ソフトバンクグループの孫正義社長は24日の定時株主総会で、60代での引退意向を撤回し、今後10年以上トップの座にとどまる考えを示した。

現在、孫氏は68歳。昨年6月の株主総会で、自身が同社の成長の妨げになっていると判断した場合には、社長を退くとの考えを示し、後継候補が社内に数人いると述べていた。

株主総会での孫氏

今回の総会では「68歳になると欲が出てきた」と笑いながら株主に説明した。計画を見直した理由について、今引退すれば「暇を持て余す」と述べたうえで、あと10年から15年は成長に貢献したいとの考えを強調した。

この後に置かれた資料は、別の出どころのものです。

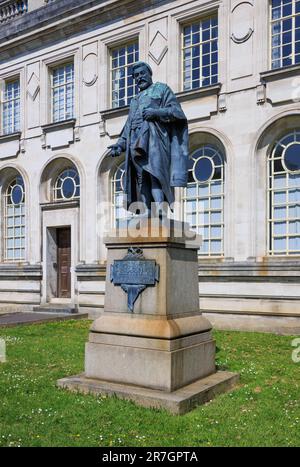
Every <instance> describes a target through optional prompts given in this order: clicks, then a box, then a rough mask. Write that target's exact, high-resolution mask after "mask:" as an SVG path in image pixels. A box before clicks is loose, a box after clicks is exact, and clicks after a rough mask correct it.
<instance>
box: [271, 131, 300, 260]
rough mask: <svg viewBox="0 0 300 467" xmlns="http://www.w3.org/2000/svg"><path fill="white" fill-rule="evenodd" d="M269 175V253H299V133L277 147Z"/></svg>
mask: <svg viewBox="0 0 300 467" xmlns="http://www.w3.org/2000/svg"><path fill="white" fill-rule="evenodd" d="M268 169H269V170H268V172H269V203H268V205H269V216H268V217H269V254H271V255H299V254H300V130H299V131H297V130H295V131H293V132H292V133H289V134H288V135H286V136H284V137H283V138H282V139H281V140H280V141H278V142H277V143H276V145H275V146H274V148H273V150H272V152H271V154H270V157H269V162H268Z"/></svg>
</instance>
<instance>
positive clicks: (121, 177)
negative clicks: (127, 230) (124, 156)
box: [111, 162, 128, 227]
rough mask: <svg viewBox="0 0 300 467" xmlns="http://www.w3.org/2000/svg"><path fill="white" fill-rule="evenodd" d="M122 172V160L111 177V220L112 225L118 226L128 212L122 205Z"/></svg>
mask: <svg viewBox="0 0 300 467" xmlns="http://www.w3.org/2000/svg"><path fill="white" fill-rule="evenodd" d="M124 174H125V162H122V163H121V164H120V165H119V166H118V167H117V169H116V171H115V173H114V176H113V178H112V181H111V182H112V197H111V199H112V220H113V225H114V227H119V226H120V223H121V222H122V220H123V219H124V218H127V217H128V212H127V211H126V209H124V207H123V202H124V191H123V190H124Z"/></svg>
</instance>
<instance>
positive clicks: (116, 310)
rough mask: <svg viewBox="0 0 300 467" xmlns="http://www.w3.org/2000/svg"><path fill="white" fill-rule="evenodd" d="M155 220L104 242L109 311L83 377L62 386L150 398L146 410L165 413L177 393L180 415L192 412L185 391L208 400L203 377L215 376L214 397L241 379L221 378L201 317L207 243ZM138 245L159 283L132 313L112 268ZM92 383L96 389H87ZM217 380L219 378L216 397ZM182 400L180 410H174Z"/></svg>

世界のトップ企業が製造業からAI関連企業に置き換わるなか、「AIの世界は実質的に始まってまだ3年目。あっという間に大きくなる」と指摘。そのうえで、AIの世界をオセロに例え、「四隅を押さえるのが大きな夢だ」と語った。

引退撤回の背景にはAIビジネスへの強い意欲がある。次なる挑戦の舞台として、ASI(人工超知能)の実現を掲げ、「ASIをとことんやり抜く」と宣言した。「やる以上、1番でないと気が済まない」とも語り、年齢を理由に第一線を退く考えはないことを強調した。